This component of the Gated core functionality provides a central repository for different protocol instances' currently preferred routes to destinations. It also provides an efficient way to store and process BGP route attribute information.
Gated provides a central repository for storing one or more of a protocol instance's preferred routes to a given destination. The route database module embodies a set of rules which select which protocol instance's route (and, if a protocol instance stores more than one route which one of these) to a same destination should be chosen.
Different protocol modules use the route database in different ways. OSPF maintains its link state database separately and instantiates routes into the routing database when it performs a link state computation. From OSPF, there can be only one route to a given destination. RIP and BGP add routes received in updates from peers; so the routing database may contain as many BGP routes to a destination as there are peers.
A sequence of atomic changes to the route database are made by explicitly locking the database.
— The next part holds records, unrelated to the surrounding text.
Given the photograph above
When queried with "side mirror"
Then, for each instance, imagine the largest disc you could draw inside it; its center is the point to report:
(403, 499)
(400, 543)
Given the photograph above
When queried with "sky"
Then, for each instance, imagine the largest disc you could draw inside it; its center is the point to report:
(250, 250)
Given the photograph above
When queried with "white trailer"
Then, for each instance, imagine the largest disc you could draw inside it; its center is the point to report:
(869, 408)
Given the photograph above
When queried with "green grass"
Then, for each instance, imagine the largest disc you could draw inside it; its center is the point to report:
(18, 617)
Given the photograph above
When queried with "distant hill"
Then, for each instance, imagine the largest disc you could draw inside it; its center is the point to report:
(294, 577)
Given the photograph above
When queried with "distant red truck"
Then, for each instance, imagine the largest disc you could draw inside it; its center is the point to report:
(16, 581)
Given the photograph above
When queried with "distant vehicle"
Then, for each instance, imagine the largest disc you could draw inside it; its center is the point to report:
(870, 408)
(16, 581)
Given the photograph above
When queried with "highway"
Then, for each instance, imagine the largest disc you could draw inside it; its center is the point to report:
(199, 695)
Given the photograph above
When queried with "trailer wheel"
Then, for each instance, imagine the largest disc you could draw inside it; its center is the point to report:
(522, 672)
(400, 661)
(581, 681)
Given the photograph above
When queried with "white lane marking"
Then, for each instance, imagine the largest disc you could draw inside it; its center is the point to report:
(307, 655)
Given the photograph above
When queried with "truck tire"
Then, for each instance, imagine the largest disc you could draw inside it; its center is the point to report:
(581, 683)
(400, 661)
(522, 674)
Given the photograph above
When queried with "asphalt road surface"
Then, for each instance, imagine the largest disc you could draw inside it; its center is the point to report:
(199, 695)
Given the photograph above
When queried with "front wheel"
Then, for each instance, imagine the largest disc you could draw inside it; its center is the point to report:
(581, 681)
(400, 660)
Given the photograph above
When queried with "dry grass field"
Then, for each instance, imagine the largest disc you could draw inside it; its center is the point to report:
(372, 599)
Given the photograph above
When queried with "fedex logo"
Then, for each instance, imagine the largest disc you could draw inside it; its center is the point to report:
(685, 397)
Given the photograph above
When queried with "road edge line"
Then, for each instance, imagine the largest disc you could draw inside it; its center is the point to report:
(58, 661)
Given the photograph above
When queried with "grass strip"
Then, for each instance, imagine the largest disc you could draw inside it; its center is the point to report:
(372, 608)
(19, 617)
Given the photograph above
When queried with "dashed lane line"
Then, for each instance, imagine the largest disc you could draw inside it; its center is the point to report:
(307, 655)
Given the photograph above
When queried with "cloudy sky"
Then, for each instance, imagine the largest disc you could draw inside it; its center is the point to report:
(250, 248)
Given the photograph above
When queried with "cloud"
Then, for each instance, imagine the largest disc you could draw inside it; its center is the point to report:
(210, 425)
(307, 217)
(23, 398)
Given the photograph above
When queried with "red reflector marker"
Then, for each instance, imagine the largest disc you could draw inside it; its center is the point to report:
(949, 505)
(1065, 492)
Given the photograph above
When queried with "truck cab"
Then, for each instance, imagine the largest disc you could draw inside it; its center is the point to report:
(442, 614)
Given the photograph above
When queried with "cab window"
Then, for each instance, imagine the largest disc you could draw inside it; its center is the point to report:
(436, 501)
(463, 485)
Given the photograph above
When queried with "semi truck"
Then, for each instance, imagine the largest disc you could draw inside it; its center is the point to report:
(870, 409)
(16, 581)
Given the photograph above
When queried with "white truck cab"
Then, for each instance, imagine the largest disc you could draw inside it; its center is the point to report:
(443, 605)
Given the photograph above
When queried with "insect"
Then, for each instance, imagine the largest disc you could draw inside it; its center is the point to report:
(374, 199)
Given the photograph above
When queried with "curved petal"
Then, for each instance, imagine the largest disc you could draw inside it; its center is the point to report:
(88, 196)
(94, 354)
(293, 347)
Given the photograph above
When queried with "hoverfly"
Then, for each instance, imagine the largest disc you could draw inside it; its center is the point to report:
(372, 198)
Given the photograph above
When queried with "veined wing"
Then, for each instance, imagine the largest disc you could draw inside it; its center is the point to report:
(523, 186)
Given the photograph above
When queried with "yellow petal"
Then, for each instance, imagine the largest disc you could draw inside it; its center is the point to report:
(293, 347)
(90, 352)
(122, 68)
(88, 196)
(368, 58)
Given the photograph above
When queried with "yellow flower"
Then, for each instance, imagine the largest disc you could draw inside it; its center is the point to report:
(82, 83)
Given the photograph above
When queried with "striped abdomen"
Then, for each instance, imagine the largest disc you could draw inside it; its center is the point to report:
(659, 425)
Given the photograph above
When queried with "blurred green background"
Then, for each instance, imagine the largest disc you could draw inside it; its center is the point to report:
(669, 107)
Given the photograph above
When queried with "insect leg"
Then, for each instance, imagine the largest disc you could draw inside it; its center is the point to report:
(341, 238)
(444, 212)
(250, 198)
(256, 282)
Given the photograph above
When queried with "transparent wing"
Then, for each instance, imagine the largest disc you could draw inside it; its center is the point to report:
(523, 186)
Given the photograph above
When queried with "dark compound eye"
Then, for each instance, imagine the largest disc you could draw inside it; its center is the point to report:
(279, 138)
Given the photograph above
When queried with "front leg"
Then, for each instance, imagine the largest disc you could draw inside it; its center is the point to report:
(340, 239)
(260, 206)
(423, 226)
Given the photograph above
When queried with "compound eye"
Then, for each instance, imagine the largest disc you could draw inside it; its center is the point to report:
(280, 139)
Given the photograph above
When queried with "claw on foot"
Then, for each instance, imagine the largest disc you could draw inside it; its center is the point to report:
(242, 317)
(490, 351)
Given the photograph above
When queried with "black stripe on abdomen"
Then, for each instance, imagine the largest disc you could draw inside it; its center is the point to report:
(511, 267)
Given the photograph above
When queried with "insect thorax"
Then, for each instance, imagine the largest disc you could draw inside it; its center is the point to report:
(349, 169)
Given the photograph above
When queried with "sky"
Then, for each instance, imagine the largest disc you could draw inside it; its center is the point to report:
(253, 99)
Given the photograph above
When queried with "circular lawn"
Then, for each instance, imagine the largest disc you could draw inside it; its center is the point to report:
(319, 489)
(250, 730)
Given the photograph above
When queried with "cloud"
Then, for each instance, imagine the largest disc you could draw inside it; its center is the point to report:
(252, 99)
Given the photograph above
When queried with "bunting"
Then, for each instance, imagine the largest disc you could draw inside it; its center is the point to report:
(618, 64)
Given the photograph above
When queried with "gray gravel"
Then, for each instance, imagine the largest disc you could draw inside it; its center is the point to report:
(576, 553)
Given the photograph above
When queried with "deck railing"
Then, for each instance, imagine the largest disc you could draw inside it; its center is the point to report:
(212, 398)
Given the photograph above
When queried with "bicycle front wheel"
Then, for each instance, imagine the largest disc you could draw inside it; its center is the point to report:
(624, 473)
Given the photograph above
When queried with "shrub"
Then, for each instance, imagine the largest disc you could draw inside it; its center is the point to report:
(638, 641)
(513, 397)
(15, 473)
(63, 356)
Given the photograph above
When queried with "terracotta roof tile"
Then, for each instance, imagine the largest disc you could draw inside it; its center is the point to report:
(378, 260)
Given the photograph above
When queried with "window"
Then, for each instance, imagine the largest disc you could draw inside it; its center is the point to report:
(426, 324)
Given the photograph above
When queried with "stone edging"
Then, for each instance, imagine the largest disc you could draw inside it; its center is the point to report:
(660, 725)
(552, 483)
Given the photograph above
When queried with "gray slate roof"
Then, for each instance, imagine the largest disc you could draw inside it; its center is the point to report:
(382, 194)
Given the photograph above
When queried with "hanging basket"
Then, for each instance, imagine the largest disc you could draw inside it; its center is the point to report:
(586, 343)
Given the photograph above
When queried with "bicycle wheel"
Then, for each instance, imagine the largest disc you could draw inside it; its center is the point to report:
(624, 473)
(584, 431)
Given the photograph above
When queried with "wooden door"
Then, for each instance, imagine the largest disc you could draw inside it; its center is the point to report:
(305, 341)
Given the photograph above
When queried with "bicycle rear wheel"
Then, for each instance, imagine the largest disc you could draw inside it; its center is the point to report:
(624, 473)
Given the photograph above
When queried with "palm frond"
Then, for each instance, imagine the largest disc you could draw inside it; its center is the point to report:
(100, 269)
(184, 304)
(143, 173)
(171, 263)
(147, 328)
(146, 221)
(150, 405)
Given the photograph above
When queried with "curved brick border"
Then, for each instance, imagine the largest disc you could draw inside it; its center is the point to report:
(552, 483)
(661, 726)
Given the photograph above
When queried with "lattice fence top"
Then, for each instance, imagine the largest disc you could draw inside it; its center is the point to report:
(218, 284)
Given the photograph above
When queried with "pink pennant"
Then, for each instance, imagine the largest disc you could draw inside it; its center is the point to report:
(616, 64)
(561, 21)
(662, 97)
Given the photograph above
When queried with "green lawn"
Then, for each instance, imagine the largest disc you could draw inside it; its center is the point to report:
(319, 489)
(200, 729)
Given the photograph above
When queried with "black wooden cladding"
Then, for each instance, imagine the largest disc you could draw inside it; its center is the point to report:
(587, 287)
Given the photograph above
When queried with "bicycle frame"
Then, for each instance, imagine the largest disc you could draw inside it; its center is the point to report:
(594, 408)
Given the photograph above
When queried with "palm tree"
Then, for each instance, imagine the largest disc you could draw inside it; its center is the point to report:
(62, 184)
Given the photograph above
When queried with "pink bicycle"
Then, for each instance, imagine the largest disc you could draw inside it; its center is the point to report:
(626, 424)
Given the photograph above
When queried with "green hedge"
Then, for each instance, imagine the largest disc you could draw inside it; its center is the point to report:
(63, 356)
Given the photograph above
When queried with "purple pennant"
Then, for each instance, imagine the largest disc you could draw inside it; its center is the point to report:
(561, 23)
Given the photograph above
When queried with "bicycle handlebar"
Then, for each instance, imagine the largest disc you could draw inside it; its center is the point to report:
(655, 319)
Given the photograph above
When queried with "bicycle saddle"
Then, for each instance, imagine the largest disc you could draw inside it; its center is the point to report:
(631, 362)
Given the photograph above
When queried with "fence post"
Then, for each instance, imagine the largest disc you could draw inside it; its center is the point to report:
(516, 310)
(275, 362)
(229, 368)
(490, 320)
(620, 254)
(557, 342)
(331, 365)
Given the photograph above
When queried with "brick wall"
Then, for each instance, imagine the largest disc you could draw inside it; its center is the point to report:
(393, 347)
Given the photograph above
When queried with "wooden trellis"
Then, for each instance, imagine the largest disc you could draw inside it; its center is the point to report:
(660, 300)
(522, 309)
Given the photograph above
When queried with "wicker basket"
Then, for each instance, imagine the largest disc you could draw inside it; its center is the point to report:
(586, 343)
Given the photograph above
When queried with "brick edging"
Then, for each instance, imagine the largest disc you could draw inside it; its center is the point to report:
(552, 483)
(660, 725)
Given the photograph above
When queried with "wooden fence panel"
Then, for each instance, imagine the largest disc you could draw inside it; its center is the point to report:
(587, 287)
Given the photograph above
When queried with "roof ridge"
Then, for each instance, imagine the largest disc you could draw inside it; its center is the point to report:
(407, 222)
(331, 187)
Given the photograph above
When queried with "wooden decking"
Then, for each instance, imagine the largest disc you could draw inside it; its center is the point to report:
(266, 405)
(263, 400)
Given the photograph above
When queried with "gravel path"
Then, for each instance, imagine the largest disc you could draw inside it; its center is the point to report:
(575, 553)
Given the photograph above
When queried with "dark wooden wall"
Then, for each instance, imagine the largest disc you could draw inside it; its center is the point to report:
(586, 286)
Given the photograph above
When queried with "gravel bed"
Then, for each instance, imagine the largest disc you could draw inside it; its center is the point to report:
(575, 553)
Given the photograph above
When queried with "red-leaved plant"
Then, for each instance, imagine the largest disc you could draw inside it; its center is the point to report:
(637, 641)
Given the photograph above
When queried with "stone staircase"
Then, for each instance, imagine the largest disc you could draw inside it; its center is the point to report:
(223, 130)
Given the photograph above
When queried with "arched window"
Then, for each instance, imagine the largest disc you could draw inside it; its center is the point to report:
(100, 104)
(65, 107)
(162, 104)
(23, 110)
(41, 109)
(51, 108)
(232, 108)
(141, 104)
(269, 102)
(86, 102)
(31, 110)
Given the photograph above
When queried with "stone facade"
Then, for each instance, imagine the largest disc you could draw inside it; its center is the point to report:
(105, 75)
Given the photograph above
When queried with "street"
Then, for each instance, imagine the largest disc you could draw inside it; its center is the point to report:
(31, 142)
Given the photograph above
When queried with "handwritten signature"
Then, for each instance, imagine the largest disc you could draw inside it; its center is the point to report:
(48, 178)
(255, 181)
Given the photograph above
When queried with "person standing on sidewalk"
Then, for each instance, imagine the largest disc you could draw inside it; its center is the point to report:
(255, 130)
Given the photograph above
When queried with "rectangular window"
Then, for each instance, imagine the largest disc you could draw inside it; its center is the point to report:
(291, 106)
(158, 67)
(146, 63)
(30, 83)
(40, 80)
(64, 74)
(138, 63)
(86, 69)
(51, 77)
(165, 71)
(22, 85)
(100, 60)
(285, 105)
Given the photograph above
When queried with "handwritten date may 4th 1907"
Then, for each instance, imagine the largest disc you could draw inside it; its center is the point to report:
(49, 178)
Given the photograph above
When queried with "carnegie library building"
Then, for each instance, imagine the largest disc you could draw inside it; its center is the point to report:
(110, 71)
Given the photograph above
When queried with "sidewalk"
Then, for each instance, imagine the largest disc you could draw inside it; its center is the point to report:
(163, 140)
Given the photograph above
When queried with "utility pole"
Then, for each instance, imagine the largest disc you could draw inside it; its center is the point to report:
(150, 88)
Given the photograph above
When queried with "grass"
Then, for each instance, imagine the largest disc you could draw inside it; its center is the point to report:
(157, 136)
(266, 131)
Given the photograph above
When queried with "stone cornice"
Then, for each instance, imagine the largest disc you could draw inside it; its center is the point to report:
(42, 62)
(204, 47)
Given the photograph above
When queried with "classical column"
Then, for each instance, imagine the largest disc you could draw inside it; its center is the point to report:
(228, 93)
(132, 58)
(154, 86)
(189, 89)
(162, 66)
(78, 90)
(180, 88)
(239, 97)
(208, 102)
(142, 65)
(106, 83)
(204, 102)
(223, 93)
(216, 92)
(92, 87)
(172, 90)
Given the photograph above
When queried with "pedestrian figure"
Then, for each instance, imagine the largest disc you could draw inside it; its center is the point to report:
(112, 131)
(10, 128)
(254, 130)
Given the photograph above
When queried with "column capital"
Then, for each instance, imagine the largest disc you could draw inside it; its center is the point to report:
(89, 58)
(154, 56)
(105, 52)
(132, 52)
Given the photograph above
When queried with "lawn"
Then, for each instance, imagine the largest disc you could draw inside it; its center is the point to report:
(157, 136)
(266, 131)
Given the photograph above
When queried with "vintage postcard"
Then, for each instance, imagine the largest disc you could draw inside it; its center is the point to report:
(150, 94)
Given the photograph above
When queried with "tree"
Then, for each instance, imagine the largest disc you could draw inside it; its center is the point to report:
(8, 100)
Whenever the database is unlocked, the route database module informs all protocol instances of all changes that have taken place; this can result in route update messages or unreachables being sent.
A detailed description of the data types, macros and function definitions of the route database may be found here.
The main data structure in the route database is the rt_entry. This is a placeholder for route-specific information for a particular destination/mask pair: next-hop, metric, preference, AS path and so on.
All routes to the same destination/mask pair are chained together in a doubly-linked list. The head of this list is a rt_head structure. A rt_entry contains a back pointer to this structure. The rt_head also contains a pointer to the "active" (i.e. most preferred) route to this destination/mask, a pointer to the previously "active" route and other information.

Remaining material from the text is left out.